Readers should expect interaction tests for subgroup effects. Discount analyses built on tests within subgroups. Even with a significant interaction test, readers should base interpretation of the findings on biological plausibility, on prespecification of analyses, and on the statistical strength of the information. Generally, adjustments for multiplicity are unnecessary when investigators use interaction tests. However, in view of the frequently frivolous data-dredging pursuits involved, the argument for statistical adjustments is stronger than that for multiple endpoints. Moreover, if investigators do not use interaction tests and report tests on every individual subgroup, multiplicity adjustments are appropriate. Most subgroup findings tend to exaggerate reality. Be especially suspicious of investigators highlighting a subgroup treatment effect in a trial with no overall treatment effect. They are usually superfluous subgroup salvages of otherwise indeterminate (neutral) trials (see Panel 20.1 ). ‘When the overall result of a major RCT is neutral, it is tempting to search across subgroups to see if there is a particular subgroup in which the treatment effect is favorable.

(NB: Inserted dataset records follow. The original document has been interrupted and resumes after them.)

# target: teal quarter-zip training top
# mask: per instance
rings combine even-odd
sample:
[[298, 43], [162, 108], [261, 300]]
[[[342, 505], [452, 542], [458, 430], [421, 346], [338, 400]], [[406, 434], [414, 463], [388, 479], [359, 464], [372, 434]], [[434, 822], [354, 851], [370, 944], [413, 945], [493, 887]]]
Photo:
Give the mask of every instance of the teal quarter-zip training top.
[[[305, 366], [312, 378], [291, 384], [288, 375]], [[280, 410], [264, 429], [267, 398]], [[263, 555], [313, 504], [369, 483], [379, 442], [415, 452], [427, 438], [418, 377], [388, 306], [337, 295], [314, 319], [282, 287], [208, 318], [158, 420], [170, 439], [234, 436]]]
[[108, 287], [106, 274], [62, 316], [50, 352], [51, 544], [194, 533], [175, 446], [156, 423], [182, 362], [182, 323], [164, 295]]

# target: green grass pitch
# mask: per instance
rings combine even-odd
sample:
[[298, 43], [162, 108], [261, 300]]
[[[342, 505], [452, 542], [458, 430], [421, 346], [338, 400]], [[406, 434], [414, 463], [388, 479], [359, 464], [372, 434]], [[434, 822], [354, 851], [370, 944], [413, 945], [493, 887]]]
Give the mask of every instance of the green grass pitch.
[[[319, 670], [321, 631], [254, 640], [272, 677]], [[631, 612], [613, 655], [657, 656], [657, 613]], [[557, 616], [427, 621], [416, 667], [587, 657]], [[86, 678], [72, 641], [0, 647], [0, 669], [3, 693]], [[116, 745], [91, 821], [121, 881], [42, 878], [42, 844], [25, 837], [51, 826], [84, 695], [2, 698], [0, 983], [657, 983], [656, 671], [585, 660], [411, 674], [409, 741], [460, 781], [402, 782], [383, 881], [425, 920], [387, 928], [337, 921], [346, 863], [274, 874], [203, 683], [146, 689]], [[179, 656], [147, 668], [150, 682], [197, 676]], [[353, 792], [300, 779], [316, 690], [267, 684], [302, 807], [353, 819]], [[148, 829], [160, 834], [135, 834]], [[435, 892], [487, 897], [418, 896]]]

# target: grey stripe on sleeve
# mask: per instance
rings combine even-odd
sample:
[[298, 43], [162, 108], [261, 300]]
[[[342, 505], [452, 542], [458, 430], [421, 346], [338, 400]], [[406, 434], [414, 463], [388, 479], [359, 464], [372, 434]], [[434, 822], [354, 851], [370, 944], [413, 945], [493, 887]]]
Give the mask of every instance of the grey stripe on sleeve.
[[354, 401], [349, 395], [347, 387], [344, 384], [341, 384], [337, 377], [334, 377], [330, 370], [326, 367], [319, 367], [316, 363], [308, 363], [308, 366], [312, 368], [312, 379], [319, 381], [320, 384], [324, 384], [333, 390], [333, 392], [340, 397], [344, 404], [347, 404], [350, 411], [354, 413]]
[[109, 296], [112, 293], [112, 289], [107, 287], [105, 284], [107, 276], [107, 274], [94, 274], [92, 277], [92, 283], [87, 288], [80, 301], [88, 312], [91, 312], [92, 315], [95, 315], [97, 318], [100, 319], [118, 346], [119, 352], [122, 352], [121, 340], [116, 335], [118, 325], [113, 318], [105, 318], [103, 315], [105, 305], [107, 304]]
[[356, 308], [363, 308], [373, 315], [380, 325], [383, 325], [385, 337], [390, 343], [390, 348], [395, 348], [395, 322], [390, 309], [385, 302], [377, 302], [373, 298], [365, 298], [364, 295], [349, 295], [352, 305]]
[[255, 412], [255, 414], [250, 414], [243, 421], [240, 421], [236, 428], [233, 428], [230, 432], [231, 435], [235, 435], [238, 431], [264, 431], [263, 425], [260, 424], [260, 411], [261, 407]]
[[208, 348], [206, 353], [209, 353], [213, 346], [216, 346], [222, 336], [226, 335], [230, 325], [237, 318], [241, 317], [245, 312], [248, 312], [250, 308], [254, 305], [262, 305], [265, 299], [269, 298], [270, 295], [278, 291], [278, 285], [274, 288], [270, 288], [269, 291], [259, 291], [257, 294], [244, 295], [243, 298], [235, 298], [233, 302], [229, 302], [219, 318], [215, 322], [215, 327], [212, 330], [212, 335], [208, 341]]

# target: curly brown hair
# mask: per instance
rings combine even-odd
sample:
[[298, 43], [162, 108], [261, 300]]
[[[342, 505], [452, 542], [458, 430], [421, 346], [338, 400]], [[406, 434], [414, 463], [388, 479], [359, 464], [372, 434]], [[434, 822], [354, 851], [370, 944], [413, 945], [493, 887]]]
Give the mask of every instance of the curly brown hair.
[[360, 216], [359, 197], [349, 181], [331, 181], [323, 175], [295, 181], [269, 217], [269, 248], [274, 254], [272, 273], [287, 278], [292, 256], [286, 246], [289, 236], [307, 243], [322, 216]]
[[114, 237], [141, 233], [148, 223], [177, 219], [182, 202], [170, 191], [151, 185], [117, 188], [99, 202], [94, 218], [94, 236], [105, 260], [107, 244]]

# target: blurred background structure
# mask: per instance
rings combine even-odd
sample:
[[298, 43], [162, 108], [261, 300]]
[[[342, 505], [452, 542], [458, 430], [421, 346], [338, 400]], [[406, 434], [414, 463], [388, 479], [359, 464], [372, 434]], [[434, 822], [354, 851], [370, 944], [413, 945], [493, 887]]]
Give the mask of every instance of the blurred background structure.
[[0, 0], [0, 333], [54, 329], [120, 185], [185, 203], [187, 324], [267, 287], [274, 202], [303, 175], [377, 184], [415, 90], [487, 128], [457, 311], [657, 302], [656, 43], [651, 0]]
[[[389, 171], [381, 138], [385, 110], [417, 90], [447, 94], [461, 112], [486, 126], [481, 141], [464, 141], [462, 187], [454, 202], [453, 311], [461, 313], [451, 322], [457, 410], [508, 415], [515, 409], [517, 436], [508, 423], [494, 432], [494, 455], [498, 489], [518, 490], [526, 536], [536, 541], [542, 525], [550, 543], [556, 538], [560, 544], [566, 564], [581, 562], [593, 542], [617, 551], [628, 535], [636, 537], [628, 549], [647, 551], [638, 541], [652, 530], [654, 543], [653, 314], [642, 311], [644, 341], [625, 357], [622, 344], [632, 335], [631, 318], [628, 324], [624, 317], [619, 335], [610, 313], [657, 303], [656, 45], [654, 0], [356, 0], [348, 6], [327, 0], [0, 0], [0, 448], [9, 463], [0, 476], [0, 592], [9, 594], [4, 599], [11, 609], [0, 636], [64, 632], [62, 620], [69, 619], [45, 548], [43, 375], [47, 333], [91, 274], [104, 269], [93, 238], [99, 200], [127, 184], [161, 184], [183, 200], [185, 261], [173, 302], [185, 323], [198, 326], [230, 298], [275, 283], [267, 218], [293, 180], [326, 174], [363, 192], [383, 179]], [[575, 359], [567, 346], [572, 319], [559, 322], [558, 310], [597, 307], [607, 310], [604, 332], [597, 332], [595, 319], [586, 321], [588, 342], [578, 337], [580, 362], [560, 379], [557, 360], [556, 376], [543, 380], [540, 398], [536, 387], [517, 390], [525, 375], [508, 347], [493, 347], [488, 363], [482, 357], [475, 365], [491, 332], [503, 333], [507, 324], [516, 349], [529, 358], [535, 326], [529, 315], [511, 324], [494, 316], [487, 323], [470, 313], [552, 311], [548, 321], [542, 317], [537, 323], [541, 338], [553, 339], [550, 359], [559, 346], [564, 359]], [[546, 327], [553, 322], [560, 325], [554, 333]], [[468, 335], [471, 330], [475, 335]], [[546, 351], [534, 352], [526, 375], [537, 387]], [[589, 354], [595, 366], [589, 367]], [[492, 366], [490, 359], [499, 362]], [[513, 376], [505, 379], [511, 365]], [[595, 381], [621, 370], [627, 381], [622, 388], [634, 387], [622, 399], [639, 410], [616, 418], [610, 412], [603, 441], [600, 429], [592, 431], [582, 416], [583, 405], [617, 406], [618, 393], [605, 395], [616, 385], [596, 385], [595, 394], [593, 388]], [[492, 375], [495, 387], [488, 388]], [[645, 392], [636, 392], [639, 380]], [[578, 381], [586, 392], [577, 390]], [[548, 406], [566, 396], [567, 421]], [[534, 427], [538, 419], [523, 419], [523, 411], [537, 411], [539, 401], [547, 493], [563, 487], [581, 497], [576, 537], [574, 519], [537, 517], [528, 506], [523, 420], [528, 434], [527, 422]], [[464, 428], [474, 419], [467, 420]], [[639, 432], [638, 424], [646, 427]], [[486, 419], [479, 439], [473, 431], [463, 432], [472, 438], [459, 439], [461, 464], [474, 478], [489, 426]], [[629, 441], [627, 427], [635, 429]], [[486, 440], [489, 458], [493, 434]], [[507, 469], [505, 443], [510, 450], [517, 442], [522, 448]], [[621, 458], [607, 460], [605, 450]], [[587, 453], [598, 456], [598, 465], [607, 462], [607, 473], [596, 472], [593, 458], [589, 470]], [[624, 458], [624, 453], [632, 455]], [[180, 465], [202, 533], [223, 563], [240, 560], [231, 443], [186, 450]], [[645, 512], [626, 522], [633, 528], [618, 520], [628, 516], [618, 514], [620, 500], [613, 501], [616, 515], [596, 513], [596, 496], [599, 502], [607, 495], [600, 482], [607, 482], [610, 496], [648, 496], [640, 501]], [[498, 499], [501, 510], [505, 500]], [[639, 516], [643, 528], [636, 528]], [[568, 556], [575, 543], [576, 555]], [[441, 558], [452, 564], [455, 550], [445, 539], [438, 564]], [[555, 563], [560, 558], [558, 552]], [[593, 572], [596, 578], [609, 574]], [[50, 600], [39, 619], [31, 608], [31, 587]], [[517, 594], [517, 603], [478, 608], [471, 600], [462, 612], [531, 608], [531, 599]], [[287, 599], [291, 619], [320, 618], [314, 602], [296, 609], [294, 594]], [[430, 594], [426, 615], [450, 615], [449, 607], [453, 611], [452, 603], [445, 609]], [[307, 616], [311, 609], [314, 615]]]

In this context, subgroup claims require an especially cautious interpretation in a journal publication’.
Readers should be the most suspicious of results in which the primary comparison is neutral, the interaction test is statistically significant, and the treatment effects in the subgroups are in opposite directions. This situation is described in a drug versus placebo RCT where the overall result is neutral. ‘Against a background of low-dose aspirin, 15,603 patients at high risk of atherothrombotic events were randomized to clopidogrel or placebo. Over a median 28 months, incidence of the primary endpoint (CV death, MI, or stroke) was 6.8% versus 7.3% (p = 0.22). But, in symptomatic patients (78% of all patients), the findings for clopidogrel looked better: 6.9% versus 7.9% (p = 0.046). In contrast, the results trended in the opposition [sic] direction in asymptomatic patients: 6.6% versus 5.5% (p = 0.02). The interaction test had p = 0.045, and the authors’ conclusions included a claim of benefit for clopidogrel in symptomatic patients’. Such qualitative interactions, where the treatment effects are in opposite directions among subgroups, are usually biologically implausible and seldom occur in clinical medicine. An editorial stated that ‘the charisma of extracting favourable subgroups should be resisted’, and the New England Journal of Medicine stiffened its policy on reporting subgroup analyses.